Ce faisant, ils n'entendent nullement remettre en cause les caractères particuliers de la région de Corse, qui auraient pu justifier que des adaptations au droit commun des régions soient apportées et qu'ils avaient eux-mêmes reconnues sous forme d'un article additionnel après l'article premier lors de la discussion du projet de loi par le Sénat en première lecture.
Ils ne peuvent toutefois admettre que ces caractères particuliers justifient pour la seule région de Corse la création d'un statut particulier totalement dérogatoire au droit commun.
Ils estiment, en effet, d'une part, que la notion de statut particulier n'est conforme ni à l'article 72, alinéa premier de la Constitution, notamment lorsque cet article est interprété par rapprochement avec les dispositions des articles 73 et 74 qui ne prévoient des adaptations ou des dérogations que pour les seuls départements et territoires d'outre-mer, ni à l'article 2 de cette même Constitution qui affirme l'unité et l'indivisibilité de la République, ainsi que l'égalité des citoyens devant la loi.
I : La loi n'est pas conforme aux articles 72, 73 et 74 de la Constitution L'article 72, alinéa premier de la Constitution, constate que les collectivités territoriales sont les communes, les départements et les territoires d'outre-mer. Ses auteurs, ainsi que les débats au Comité Consultatif Constitutionnel l'on montré, n'ont pas voulu cependant fermer la porte à des mesures d'adaptation de notre organisation administrative à des circonstances nouvelles, c'est pourquoi ils ont ajouté la phrase : « toute autre collectivité territoriale est créée par la loi ».

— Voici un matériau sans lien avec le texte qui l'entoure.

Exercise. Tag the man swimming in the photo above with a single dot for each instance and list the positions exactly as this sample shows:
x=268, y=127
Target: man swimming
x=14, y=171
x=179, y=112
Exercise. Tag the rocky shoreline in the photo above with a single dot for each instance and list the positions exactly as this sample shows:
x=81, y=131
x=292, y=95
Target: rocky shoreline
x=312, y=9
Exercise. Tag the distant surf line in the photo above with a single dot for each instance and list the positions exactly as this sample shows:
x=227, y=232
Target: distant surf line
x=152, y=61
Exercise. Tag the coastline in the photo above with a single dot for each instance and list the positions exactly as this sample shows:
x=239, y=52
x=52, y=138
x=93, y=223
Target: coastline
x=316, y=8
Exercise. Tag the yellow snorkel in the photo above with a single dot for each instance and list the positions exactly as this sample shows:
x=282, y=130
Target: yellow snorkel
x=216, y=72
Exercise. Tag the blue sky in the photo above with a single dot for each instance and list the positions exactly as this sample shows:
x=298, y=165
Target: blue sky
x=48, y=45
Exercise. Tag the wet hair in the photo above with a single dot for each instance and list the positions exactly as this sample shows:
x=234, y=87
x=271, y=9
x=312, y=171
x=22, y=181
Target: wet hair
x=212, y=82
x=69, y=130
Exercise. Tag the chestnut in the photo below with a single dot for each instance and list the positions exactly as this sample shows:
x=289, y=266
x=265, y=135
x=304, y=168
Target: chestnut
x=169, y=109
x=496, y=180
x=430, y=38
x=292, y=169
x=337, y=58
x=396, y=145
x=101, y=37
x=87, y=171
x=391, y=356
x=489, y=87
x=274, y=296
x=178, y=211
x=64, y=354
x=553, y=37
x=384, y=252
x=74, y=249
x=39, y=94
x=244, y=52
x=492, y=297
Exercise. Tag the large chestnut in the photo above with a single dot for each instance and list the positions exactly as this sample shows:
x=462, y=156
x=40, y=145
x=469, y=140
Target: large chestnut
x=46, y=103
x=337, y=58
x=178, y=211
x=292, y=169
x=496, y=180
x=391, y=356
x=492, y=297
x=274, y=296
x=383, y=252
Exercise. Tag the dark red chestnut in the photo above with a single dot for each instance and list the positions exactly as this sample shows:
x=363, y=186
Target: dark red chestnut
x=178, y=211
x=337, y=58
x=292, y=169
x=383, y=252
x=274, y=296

L'analyse littérale de l'ensemble de l'alinéa où les mots « communes, départements et territoires d'outre-mer » sont au pluriel, tend à montrer que les auteurs de la Constitution ont estimé qu'en matière de collectivités territoriales il ne pouvait y avoir que des catégories. L'expression « toute autre collectivité territoriale est créée par la loi » doit donc être interprétée comme signifiant que toute autre catégorie de collectivité est créée par la loi. Dans ces conditions, les auteurs du présent recours estiment que la création d'une nouvelle catégorie de collectivité territoriale telle que la région, par une simple loi, est conforme à la Constitution, sous réserve cependant que le texte constitutionnel soit lui-même complété de façon à ce que l'énumération du premier alinéa soit complète et qu'il n'y ait pas deux séries de collectivités territoriales, l'une ayant valeur constitutionnelle, l'autre simple valeur législative. Il conviendrait également que ce complément concerne le troisième alinéa de façon à bien marquer qu'il y a un délégué du Gouvernement, non seulement dans les départements et les territoires, mais également dans les régions.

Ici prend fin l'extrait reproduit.